Source: CONSERVATIVECONNECTOR.KPI.GLOBAL_DONATIONS
Columns:
- EMAIL (VARCHAR, NOT NULL, 541353 distinct)
- CC_SOURCE (VARCHAR, 15 distinct values: ['WinRed', 'Revv', ...])
- DONATION_AMOUNT (NUMBER(38,2), range: 1.00 - 50000.00)
- DONATION_DATE (TIMESTAMP_NTZ)
- DONOR_ID (VARCHAR, nullable)

Sample data:
[first 5 rows as JSON]

Consider:
1. Optimal DuckDB types
2. Which columns benefit from indexing
3. Chunking strategy for 541K rows
4. Any type transformations needed

Output from Claude

The mapping spec JSON above.

Implementation Plan

Phase 1: Schema Analyzer

class SchemaAnalyzer:
    def __init__(self, anthropic_client):
        self.client = anthropic_client

    def analyze(self, source_schema: dict, sample_data: list) -> MappingSpec:
        prompt = self._build_prompt(source_schema, sample_data)
        response = self.client.messages.create(...)
        return MappingSpec.from_json(response.content)

Phase 2: Ingest Engine

class IngestEngine:
    def __init__(self, db_path: Path):
        self.conn = duckdb.connect(str(db_path))

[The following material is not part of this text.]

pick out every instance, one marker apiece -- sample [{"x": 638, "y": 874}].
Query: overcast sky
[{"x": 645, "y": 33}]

    def execute(self, spec: MappingSpec, data_path: Path):
        # 1. Create table from spec
        self._create_table(spec)

        # 2. Load in chunks
        for chunk in self._chunk_data(data_path, spec.chunking):
            self._insert_chunk(chunk, spec)

        # 3. Create indexes
        for idx in spec.indexes:
            self._create_index(idx)

        # 4. Validate
        self._validate(spec)

Phase 3: CLI Integration

# Generate mapping spec
cbmodels ingest analyze -t KPI.GLOBAL_DONATIONS -o donations_spec.json

# Review/edit spec manually if needed

# Execute ingestion
cbmodels ingest run donations_spec.json --db analysis.db

Index Type Recommendations

Pattern Index Type DuckDB Support
Equality lookups (email, id) Hash Via ART index
Range queries (dates, amounts) B-tree Via ART index
Full-text search None Use FTS extension
Low cardinality (status, type) None Column compression handles it

Chunking Strategies

Table Size Strategy Chunk Size
< 100K Single load All
100K - 1M Row count 100K
1M - 10M Row count 500K
> 10M Partition by date/key 1M

Questions for Implementation

  1. Should we cache mapping specs for reuse?
  2. How to handle schema changes (drift detection)?
  3. Incremental loads (upsert vs append)?
  4. Error handling for partial loads?